… und die Einsamkeit der Nummer eins
Schwester Teresa hatte bei einem Aufenthalt in Kenia diese Geschichte gehört:
Bei einem landesweiten Sportfest der Gymnasien Kenias fand auch ein Langstreckenlauf für Mädchen statt. Schon nach wenigen Runden zeichnete sich ab, dass eines der Mädchen unvergleichlich viel schneller war als die Vertreterinnen der anderen Schulen. Leichtfüßig und kraftvoll lief sie den anderen auf und davon.
Die Sportlehrer und Trainer wurden mit jedem Zwischenergebnis aufgeregter. Würde dieses unbekannte Mädchen den Landesrekord überbieten? War dies der Beginn der Karriere eines neuen »Shooting Stars«?
Als die letzte Runde eingeläutet wurde, blickte das junge Mädchen sich um und stellte fest, dass ihre Kameradinnen ganz weit zurücklagen. Statt zum Endspurt anzusetzen, begann sie auf einmal zu trödeln. Immer langsamer wurden ihre Schritte, der Abstand zu den anderen Läuferninnen schrumpfte von Sekunde zu Sekunde. »Lauf, Mädchen!«, schrien die Trainer, »lauf!« Aber sie ließ sich von der nächsten Läuferin einholen, lächelte sie an, und auch diese verlangsamte ihr Tempo. Und so kam es schließlich, dass am Ende die ganze Mädchengruppe gemeinsam die Ziellinie überquerte.

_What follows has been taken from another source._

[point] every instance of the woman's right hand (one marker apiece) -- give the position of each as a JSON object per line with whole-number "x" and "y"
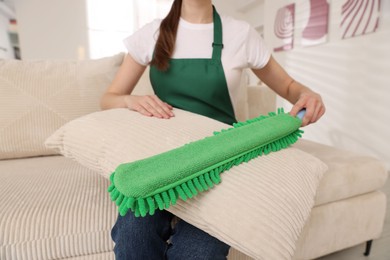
{"x": 149, "y": 105}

Die Trainer waren außer sich. »Bist du krank?«, fragten sie. »Nein«, sagte das Mädchen. »Hattest du Muskelkrämpfe?« »Nein.« »Du hättest einen neuen Landesrekord erringen können! Du hast das Zeug zu einer ganz großen Karriere! Warum hast du deinen Sieg verschenkt?« »Es war so langweilig da vorne«, sagte das Mädchen. »Es macht viel mehr Spaß, gemeinsam mit den anderen zu laufen.«
Da waren die Trainer sprachlos.
Die Geschichte von dem kenianischen Mädchen erscheint fast unglaublich, denn sie geht gegen alles, was uns als das einzig Richtige präsentiert wird. Wer das Zeug hat, die Nummer eins zu sein, soll mit aller Kraft danach streben! Wer seine Haut nicht möglichst Gewinn bringend zu Markte trägt, gilt als töricht. Und wer nicht die nötige Härte gegen die Konkurrenz besitzt, ist eben kein richtiger Siegertyp.
Überall werden wir auf diese Maxime getrimmt.
Die Medien sind ständig auf der Suche nach dem neuen »Supertalent«, nach dem »neuen Gesicht«, nach dem »Megastar«.
Die Schulen schauen nur auf die Leistung, und im Sport gilt nur noch: schneller, höher, weiter, besser!
Dabei sein ist alles, das war das Motto der Olympischen Spiele. Das junge Mädchen aus Kenia hat es instinktiv beherzigt. Sie hatte ihre Begabung demonstriert, aber die Gemeinschaft mit den Kameradinnen war ihr wichtiger als ein überlegener Sieg.
Das Mädchen aus Kenia ahnte, wie einsam und kalt es wird, wenn man allein ganz oben steht. Das diese Vormachtstellung teuer bezahlt werden muss, nämlich mit dem Verlust an Gemeinschaft, Nähe und Freundschaft.
Wettbewerb ist nur eine Seite. Genauso wichtig sind Kooperation und Mitgefühl.